Venezuelans opposed to Maduro’s regime argue that banks buying the government’s bonds are providing a lifeline of financing and support to a dictatorship. Months of clashes between Venezuela’s national guard and protesters have left over 120 dead.
A Credit Suisse spokesperson said the bank banned the government bond because bank officials believed the cash to buy the bond would go directly to the government. Credit Suisse banned the PDVSA bond because Goldman Sachs purchased it in May – drawing the ire of Venezuelans.
At the time, Goldman said it invested in the bonds because it believes the situation in the South American nation will improve over time.

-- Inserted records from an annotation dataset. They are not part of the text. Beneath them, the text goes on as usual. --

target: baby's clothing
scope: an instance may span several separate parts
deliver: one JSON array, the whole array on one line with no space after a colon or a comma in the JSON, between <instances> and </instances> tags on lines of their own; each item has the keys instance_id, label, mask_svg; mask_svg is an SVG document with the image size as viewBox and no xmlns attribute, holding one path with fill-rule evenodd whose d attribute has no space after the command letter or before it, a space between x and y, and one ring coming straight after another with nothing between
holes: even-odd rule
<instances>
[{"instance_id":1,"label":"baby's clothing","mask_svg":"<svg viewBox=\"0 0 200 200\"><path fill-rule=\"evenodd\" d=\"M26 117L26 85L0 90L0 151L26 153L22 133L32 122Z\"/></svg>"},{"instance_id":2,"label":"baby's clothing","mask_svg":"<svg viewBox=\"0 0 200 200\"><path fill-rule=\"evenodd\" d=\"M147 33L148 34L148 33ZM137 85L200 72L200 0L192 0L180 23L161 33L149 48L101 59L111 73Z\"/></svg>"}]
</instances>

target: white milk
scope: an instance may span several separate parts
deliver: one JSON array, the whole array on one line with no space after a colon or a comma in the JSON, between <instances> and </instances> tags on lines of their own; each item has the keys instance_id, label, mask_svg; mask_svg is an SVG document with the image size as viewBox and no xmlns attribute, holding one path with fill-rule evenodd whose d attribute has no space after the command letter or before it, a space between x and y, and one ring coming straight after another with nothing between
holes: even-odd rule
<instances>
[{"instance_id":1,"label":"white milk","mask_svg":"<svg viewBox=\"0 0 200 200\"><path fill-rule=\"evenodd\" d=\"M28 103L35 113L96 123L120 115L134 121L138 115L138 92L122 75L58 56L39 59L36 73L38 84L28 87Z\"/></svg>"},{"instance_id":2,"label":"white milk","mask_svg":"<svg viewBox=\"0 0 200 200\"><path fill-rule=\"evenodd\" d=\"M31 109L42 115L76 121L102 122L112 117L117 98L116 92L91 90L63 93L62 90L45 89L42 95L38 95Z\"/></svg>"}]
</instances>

A Goldman spokesperson told CNNMoney Friday that “we do not support the Maduro regime and will not do business with it.”
Harvard Professor and Venezuelan Ricardo Hausmann penned an Op-Ed in May calling on JPMorgan to remove Venezuelan bonds from its Emerging Market Bond Index, a popular investment held by mutual fund managers who invest on behalf of millions of Americans with 401(k) plans.
Hausmann calls Venezuela’s bonds “hunger bonds.”
Removing Venezuelan bonds from the index “would allow you to root for higher returns on your savings without wishing for human misery,” he said.
A JPMorgan spokesperson told CNNMoney that its bond index is a reflection of economic data and cash available in financial markets, not a country’s policies. The spokesperson added that it allows clients to buy the bond index without Venezuelan bonds included, if a client requests that. JPMorgan does not hold the two specific bonds that Credit Suisse is banning.
Since late July, President Trump has slapped sanctions on 22 Venezuelan leaders, including Maduro. Most Latin American countries say they won’t recognize Maduro’s new legislature.